Oregon Bill Would Re-Classify Deputy District Attorneys as Public Safety Officers for Pension Purposes

If passed, the bill would allow prosecutors to retire younger and with bigger pensions.

Multnomah County Courthouse (Daniel Stindt)

Bill of the Week: House Bill 2786

CHIEF SPONSOR: This bill has no official sponsor. It was introduced at the request of the Multnomah County Prosecuting Attorneys Association. It is one of at least a half-dozen bills that purport to address a shortage of public employees.

WHAT PROBLEM IT SEEKS TO SOLVE: The DA's office says high turnover is a big problem. Nearly half of Multnomah County's 75 deputy DAs have less than five years experience because young prosecutors continually leave for better jobs.

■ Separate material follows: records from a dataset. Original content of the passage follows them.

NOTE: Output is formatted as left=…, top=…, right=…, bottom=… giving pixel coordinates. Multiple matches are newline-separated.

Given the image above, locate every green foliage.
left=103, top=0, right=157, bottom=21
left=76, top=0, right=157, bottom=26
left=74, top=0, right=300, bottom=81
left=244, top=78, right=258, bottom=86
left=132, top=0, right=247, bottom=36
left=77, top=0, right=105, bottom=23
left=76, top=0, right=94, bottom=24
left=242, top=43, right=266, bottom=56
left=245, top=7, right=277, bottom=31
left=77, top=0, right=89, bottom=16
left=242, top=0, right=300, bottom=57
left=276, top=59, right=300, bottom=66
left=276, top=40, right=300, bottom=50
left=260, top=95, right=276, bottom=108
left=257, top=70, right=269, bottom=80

WHAT THE BILL WOULD DO: The bill would reclassify deputy district attorneys as public safety officers in the Public Employee Retirement System. (An estimated 373 lawyers would be affected.) That would allow them to accrue pension dollars at a higher rate and retire five years earlier than they do now with full pensions.
Other, similar bills would remove limits on the number of hours that retired teachers, police officers and corrections officers may work, allowing them to draw full pensions and earn full salaries in their old jobs at the same time.

WHO SUPPORTS IT: Deputy district attorneys.

WHO OPPOSES IT: The watchdog group Tax Fairness Oregon and the Association of Oregon Counties, which estimates it would cost $1.5 million the first year and escalate in cost after that. The association notes that Oregon already faces $26 billion in unfunded pension liability for public employees—and adds this bill is a step in the wrong direction. "Please get the PERS house in order before mandating any new unfunded mandates," AOC general counsel Rob Bovett told members of the House Committee on Business and Labor.